A question about isomorphism and congruence in a cyclotomic extension. If $p$ is an odd prime and $\zeta=\zeta_p$ a primitive $p$-root of unity, let's consider $\mathbb{Z}(\zeta)$ and the element $\lambda=1-\zeta$. I have proved that $\mathbb{Z}(\zeta)/\lambda\mathbb{Z}(\zeta)\simeq \mathbb{Z}/p\mathbb{Z}$. Is this enough to say that every element of $\mathbb{Z}(\zeta)$ is congruent to a rational integer mod $\lambda$? I have read some papers using this, but is not really clear to me: in my opinion the quotient group $\mathbb{Z}(\zeta)/\lambda\mathbb{Z}(\zeta)$ isn't forced to contain just rational integers...
 A: I try to give a constructive proof, basically by making the isomorphism 
$\mathbb{Z}(\zeta)/\lambda\mathbb{Z}(\zeta)\simeq \mathbb{Z}/p\mathbb{Z}$
explicit.
The minimal polynomial of $\zeta=\zeta_p$ is $\Phi_p(X)=(X^p-1)/(X-1)=X^{p-1}+\dots+X+1$. So 
$\Phi_p(X)=(X-\zeta)(X-\zeta^2)\dots(X-\zeta^{p-1})=\prod_\sigma (X-\sigma\zeta)$, 
where $\sigma$ walks in the Galois group of the field extension $\Bbb Q(\zeta):\Bbb Q$.
$\lambda=1-\zeta$ is a root of 
$F(X)=\Phi_p(1-X)=
p\pm \dots-X^{p-1}$ (for an odd $p$),
and we can write
$F(X)=\prod_\sigma (\sigma\lambda-X)$. So the norm of $\lambda$ is $p$, the free coefficient above. 
Now we start, and consider an arbitrary element $f(\zeta)$ in $\Bbb Z[\zeta]$, $f=f(X)\in \Bbb Z[\zeta]$.
Let $g(X)=f(1-X)\in \Bbb Z[\zeta]$, so  $g(1-X)=f(1-(1-X))=f(X)$.

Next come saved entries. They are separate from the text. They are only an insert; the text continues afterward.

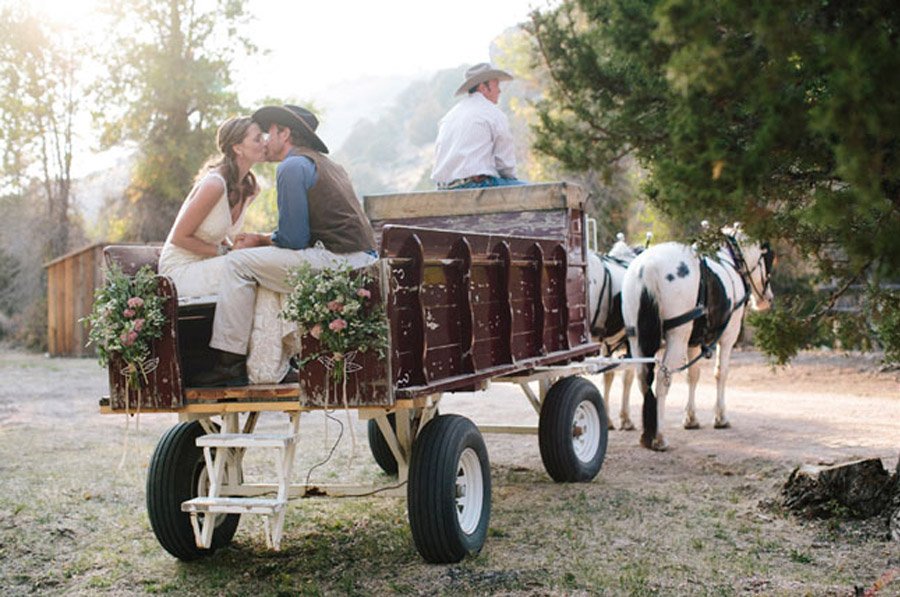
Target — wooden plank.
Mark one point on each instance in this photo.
(52, 319)
(78, 310)
(474, 201)
(68, 318)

So $f(\zeta)=g(1-\zeta)=g(\lambda)$. Working modulo $\lambda$, we just pick the free coefficient of $g$, which is an integer, so $f(\zeta)$  is congruent to an integer modulo $\lambda$. We can also "move" this integer modulo $p$ in the range $0,1,\dots,(p-1)$ (or some other representative set) by using 
$$
p=\operatorname{Norm}(\lambda)
=\lambda\cdot \prod_{\sigma\ne \text{id}}\sigma\lambda
\equiv 0\mod(\lambda)\ .
$$
This gives an explicit construction for the given isomorphism. Having it, the question may dissolve itself.